The lockdown threatened the livelihoods of more urban than rural people. For instance, it stopped many of them from working, thereby losing their only source of livelihood – a salary or an income from trading. This meant they could not go to the market to buy the things they need to sustain life. Meanwhile the guys in rural areas live in their own homes, eat from their own gardens, fetch water from their well and collect firewood from the nearby forest or bush.Thus, even though their incomes may be higher than those of the people in Kotido, people in Kampala live from paycheck to paycheck. For many (taxi drivers, conductors and touts, hawkers and vendors, bar tenders, waiters and waitresses, prostitutes, luggage carriers etc.), it takes only one week of not earning for them to become destitute, homeless and without food. In terms of livelihood security, the fairly better off people in Kampala with higher incomes are much more vulnerable to shocks than the poorer ones in Kotido.

This is where measurement of wellbeing using income becomes misleading. One other measure we can use is wealth. A guy in Kotido may live in a grass thatched hut, but he owns his hut, owns cows, goats and chicken, owns land i.e. commands some wealth. The guy in Kampala who lives a seemingly better lifestyle may own almost no assets at all. In fact his net worth may be negative because he took a loan from a bank to finance his lifestyle. So repayments of the loan take a big chuck of his income at the end of every month.

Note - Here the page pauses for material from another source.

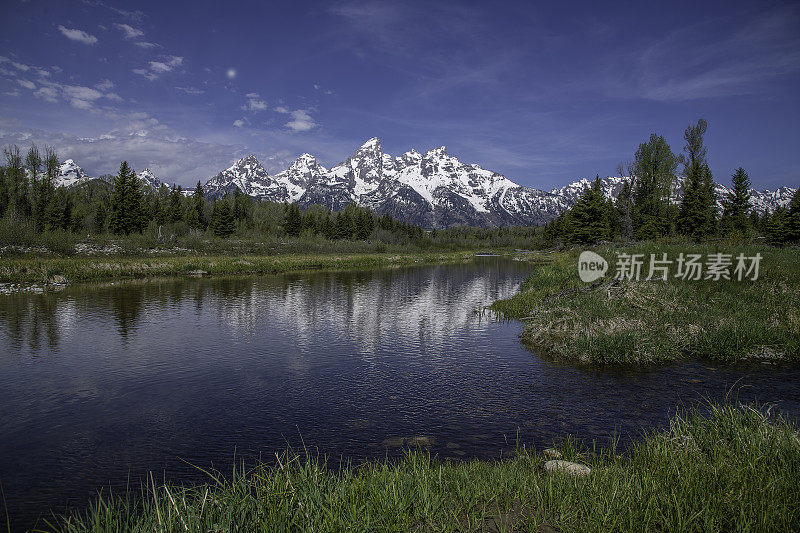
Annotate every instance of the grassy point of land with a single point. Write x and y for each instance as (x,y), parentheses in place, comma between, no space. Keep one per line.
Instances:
(74,269)
(642,322)
(733,469)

UBOS’s mean consumption per capita studies the “flow” of income (indirectly using expenditure) at a specific moment in time. A study of wealth deals with the stock of assets a household has accumulated (or inherited) over time. If you do the household survey on poverty during a drought, as happened in 2016, you are likely find many people’s expenditure has significantly declined i.e. they have fallen into poverty. But this would really be misleading because this is a short-term shock that does not reflect their overall quality of life over a period of time.

However, if you do a study wealth i.e. the stock of assets that a household possesses, it does not fluctuate the way their incomes do – based on short-term shocks such as the vagaries of weather. Therefore, if the household has a motorcycle or bicycle, own land, have a house built out of permanent materials, own a television, a sofa set, a smart phone, solar power, good beds, blankets and mattresses, descent clothing, etc. – assets they have accumulated over time and which actually measure his actual wellbeing – you will realise that they will not have fallen into poverty.

This realisation came to me while I jogged through my village of Kanyandahi. As the seemingly better off people in Kampala were complaining of lack of food during the lockdown, people in my village were less bothered. Yes, they complained that prices of their food crops had dramatically declined and they were therefore earning much less. But they were not desperate and did not need external relief. This was a short-term economic shock to their money income but which did not fundamentally affect their lifestyle.

Back in Kampala, even people with a seemingly good middle class background were desperate. With their salaries frozen or cut into a half, bank loans chocking their necks, they found it difficult to survive. Some even sought to return to their villages for livelihood security. One may ask why people still choose to migrate to Kampala. That is a debate for another day. For now, I hope public officials who study poverty and wellbeing take this lesson seriously.